Mines uprooted in Ukraine dam disaster could pose danger for years -Red Cross

By Gabrielle Tétrault-Farber and Guy Faulconbridge

GENEVA/MOSCOW (Reuters) -Land mines uprooted and dispersed by floodwaters surging downstream from the breached Kakhovka dam in southern Ukraine could pose a grave danger to civilians for decades to come, the Red Cross said on Thursday.

The vast Soviet-era Kakhovka dam, under Russian control, burst in the early hours of Tuesday, unleashing floodwaters across a swathe of the war zone and endangering the lives and welfare of tens of thousands of people.

Both sides in the Ukraine war blame the other for the destruction of the dam, while some Russian-backed officials said that it might have collapsed from within.

The waters have also washed over countless mines sown during the 15-month war and nobody now knows where they are. They could still be in minefields or stuck in river mud and in fields, gardens and roads across a vast area.

"Mines can, depending on their shape and what they're made of, float for kilometers downstream, (and) particularly plastic-bodied mines can float longer," Erik Tollefsen, head of the Weapon Contamination Unit at the International Committee of the Red Cross (ICRC), told Reuters in Geneva.

He said mines laid in the 1940s and under seawater ever since sometimes still functioned, and the danger would not disappear when the flood waters in southern Ukraine eventually receded.

"The risk would worsen when the water recedes because debris will be covering, potentially, the mines. So you can't see them. This is why we are extremely worried about the situation."

The war in Ukraine, the biggest in Europe since World War Two, has left a huge amount of mines and unexploded ordnance across large parts of Ukraine - a risk campaigners have been warning about since Russia sent in troops in February last year.

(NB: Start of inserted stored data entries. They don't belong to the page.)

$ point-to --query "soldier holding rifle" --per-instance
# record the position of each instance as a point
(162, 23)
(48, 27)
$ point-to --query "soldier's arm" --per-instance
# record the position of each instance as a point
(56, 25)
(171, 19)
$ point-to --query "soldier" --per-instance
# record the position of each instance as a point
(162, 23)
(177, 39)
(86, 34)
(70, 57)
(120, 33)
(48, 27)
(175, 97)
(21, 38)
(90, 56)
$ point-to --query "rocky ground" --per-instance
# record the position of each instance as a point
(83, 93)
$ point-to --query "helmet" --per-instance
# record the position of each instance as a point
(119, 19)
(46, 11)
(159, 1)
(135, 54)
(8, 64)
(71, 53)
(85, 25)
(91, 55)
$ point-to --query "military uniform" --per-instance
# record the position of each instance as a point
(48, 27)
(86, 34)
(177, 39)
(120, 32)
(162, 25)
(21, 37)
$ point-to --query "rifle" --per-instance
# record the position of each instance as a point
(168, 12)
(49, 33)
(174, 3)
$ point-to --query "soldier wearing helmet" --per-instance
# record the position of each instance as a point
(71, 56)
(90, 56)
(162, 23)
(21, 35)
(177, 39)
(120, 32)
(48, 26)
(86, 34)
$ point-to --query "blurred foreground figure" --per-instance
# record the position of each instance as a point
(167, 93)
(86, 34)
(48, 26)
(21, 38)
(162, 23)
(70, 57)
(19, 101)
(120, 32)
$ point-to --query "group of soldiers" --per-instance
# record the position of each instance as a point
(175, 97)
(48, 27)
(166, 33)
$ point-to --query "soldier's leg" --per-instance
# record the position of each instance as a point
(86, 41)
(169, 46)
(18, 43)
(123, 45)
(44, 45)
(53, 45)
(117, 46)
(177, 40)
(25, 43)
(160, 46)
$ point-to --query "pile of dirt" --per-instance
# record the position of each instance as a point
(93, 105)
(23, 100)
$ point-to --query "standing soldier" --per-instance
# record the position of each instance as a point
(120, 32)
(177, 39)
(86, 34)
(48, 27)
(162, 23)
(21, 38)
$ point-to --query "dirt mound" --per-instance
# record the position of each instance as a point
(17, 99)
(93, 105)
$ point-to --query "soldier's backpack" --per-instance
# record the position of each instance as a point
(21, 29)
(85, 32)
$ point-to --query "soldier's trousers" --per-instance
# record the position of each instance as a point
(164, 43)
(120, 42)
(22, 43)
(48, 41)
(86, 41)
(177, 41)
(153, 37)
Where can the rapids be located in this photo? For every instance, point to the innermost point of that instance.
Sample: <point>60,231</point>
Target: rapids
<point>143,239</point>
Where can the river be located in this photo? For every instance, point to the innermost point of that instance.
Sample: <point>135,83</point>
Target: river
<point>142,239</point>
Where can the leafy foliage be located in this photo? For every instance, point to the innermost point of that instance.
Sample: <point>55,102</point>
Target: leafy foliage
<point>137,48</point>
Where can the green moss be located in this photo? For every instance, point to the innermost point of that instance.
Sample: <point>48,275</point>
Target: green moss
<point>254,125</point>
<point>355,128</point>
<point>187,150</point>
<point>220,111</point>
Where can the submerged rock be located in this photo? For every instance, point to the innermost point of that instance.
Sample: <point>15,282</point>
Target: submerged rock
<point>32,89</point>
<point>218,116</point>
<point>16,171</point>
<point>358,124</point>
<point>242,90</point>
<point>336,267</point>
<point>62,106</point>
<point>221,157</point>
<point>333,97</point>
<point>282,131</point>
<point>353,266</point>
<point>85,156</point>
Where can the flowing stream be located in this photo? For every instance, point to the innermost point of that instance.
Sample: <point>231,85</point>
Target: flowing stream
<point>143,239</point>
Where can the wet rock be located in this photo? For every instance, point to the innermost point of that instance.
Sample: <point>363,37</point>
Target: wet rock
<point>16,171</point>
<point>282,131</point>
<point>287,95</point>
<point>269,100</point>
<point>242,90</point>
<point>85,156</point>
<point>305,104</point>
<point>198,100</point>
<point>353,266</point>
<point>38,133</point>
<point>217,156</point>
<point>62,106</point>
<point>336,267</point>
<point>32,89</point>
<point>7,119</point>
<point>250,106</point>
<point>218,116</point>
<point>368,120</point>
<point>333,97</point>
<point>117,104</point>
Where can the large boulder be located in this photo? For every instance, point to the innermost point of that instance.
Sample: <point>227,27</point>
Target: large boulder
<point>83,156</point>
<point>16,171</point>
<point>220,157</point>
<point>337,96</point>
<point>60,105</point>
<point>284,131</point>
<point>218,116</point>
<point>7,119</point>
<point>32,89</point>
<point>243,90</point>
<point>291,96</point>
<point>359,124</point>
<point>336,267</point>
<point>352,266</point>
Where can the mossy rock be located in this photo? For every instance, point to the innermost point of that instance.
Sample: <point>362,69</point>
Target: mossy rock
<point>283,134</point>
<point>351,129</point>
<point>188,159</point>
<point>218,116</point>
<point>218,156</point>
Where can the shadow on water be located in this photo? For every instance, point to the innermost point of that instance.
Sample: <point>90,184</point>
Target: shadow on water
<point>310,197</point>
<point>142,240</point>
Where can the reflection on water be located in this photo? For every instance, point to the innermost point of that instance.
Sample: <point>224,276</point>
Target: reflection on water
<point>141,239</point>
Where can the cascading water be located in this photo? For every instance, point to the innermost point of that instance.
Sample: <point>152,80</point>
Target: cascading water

Besides anti-personnel mines, both sides have used anti-tank mines and artillery shells. The exact number of mines in Ukraine is unclear, said Tollefsen. "We just know the numbers are massive," he said.

Tollefsen said the issue with mines was not necessarily the nominal number but where they were laid - especially in a heavily agricultural country such as Ukraine.

He said territory downstream from the Kakhovka dam - near front lines in the war - contained fields of anti-personnel and anti-vehicle mines laid by parties to the conflict.

Russian-installed authorities who control part of Ukraine's Kherson region warned residents on Thursday to be vigilant for mines being washed downstream by the floodwaters.

"The flow of mines and other dangerous objects is possible," said a statement by the Russian-backed emergency control centre in the Kherson region, one of five in Ukraine that Moscow claims to have annexed.

"As soon as the water subsides, we will immediately begin engineering exploration of the territories. But for now, be as careful as possible."

During a visit on Wednesday to the city of Kherson, which has been heavily affected by the disaster, Ukrainian Deputy Prime Minister Oleksandr Kubrakov similarly warned of the dangers posed by floating mines and also of the spread of infectious bacteria and hazardous chemicals in the flood waters.